Calabar, the defending boys team champion of the Inter-Secondary School Sports Association (ISSA) Boys and Girls Champs, is considering a boycott of the event over its objection to the association’s approval of a transfer student to compete for Kingston College, Calabar’s long-time rival. The competition is scheduled to be held at National Stadium on March 28 to April 1, 2017
Aryamanya “Ari” Rodgers, a top-ranked student from Uganda, was given approval to compete despite not meeting all the criteria required for eligibility. Calabar already boycotted the media day established for the event two weeks ago and returned the Mortimer Geddes trophy, which is given to the Champs winner each year, a full 12 days earlier than required. According to Albert Corcho, Calabar school president, ISSA should provide a formal explanation, in writing, of why it decided to exempt Rodgers from the eligibility rules and suggesting that Calabar would boycott the event if the association does not reverse its ruling.

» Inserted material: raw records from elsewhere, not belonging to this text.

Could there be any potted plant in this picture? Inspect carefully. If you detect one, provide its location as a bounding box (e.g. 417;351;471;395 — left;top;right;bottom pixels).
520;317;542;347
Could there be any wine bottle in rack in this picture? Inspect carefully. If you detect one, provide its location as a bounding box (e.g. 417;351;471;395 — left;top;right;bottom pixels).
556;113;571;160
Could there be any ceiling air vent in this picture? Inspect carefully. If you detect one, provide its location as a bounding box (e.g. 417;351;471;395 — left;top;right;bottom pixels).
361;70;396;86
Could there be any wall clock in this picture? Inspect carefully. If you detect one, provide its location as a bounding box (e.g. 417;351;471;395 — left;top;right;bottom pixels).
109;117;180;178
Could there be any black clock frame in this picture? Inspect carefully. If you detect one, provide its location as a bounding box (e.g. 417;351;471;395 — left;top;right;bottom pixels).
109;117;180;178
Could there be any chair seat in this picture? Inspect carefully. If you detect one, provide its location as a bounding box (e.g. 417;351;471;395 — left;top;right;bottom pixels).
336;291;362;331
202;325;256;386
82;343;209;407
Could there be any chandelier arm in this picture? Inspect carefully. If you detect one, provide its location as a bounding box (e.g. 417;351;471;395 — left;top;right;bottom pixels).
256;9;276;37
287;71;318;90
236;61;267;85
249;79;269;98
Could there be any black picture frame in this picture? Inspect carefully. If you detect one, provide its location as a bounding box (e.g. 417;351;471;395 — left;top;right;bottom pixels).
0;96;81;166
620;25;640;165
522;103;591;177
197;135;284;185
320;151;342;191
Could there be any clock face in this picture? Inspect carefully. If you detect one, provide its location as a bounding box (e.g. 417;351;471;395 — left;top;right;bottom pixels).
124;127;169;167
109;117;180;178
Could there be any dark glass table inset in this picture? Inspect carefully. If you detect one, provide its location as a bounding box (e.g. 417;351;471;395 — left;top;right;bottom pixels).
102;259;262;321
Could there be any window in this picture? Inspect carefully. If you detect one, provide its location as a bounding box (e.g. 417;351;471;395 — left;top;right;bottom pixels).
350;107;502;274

The rules state that a student from another country or a non-member school must meet three criteria in order to compete in Champs: 1) be under 16 years old, 2) be registered in school by September 30, and 3) have an 80-percent school attendance record. Rodgers did not come to Jamaica until October 2016 because of immigration and visa problems that lasted several months. The school officially accepted Rodgers on July 11, 2016, and he officially registered on July 18. He made several attempts to get to Jamaica but was thwarted by visa requirements, finally being able to fly from Uganda via the Netherlands to Curacao and them Jamaica, arriving on October 16, 2016, and attending his first day at Kings College on October 18.
ISSA held a special meeting to decide the fate of the track athlete at which ten of the 15 principals were present, and eight voted to allow him to compete. If the decision stands, it is believed that Rodgers could sweep the Class 2 distance events as he has never been beaten in the 4k and 1500 meters. He also represents a threat in the 800 meter event.